ライミ・サムのすべらない話-『スペル』
ライバルに勝ち、銀行で昇進したいクリスティン・ブラウン(アリソン・ローマン)は、上司に仕事ができることをアピールする必要に迫られていた。そこへ、ジプシー風の老人(ローナ・レイヴァー)が不動産ローンの延長願いを申し出る。クリスティンが拒否すると、老人は態度を豹変。敵意をあらわにし、クリスティンに飛びかかる。
『人志松本のすべらない話』はネタ自体はありふれた題材であっても、それを語り部がいかに面白く話すか、という話芸を見せる番組だと認識している(実はキチンと見たことがないので違ってたらごめん)。
『スペル』のストーリーは単純だ。id:Dirk_Digglerさんも書いてたようにプロット自体はキングの『痩せゆく男』と同じだし、探せば似たような映画はいっぱいあるだろう。そういうざっくりとした「ありふれた話」をいかに面白くするかが語り部(=監督)であるサム・ライミの力量なわけだ。
そんなライミさんは今でこそ『スパイダーマン』シリーズの巨匠であるが、かつては『死霊のはらわた』シリーズという「これぞB級映画!」という作品を世に出した方である。映画業界のことはよく知らないが、ジェームズ・キャメロンが『殺人魚フライングキラー』の続編じゃなく『タイタニック』や『アバター』という超大作しか撮らないように、一度巨匠になった人が再びB級作品を撮るといったことはフツーできない(しない)。

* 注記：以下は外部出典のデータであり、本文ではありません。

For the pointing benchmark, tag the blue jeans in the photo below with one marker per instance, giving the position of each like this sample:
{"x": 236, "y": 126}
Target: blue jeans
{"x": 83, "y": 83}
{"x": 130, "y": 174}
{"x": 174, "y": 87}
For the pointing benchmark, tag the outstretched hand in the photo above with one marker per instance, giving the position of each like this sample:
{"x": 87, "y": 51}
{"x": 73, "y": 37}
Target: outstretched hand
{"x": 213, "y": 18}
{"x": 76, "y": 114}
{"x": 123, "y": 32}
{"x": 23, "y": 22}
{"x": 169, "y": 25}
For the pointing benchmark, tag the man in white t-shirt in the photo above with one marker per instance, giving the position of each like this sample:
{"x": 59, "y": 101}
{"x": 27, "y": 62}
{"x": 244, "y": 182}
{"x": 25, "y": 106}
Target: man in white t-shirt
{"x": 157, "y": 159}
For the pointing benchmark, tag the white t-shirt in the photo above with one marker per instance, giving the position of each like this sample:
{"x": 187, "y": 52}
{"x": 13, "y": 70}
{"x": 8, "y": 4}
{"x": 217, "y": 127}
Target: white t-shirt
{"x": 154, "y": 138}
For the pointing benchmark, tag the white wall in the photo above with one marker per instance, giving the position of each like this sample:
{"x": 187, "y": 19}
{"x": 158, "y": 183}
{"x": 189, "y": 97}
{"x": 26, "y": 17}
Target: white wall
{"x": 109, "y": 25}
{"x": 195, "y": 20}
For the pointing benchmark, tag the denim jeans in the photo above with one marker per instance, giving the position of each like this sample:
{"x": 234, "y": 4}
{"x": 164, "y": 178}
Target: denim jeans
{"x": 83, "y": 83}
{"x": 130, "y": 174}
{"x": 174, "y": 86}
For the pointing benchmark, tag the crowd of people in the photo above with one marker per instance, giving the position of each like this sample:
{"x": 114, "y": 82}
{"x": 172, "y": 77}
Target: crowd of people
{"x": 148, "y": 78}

しかしライミは『スペル』を作った。ありふれたストーリーでスター俳優も出ないし低予算でしかもバカという典型的なB級ホラー映画だ。失敗するリスクはそれなりにあったハズだが、結果的には全ての見せ場が「すべらない」という奇跡的な映画になった。怖くて笑えてそして面白いという夢のような「A級のB級ホラー映画」。かつて『死霊のはらわた』に熱狂した1人としてこの結果を素直に喜びたい。
こうなると期待したいのはピーター・ジャクソンのB級復帰だね。ぜひ『スペル』観て「オレもこういうの作りてぇ!」とか思って欲しいモノです。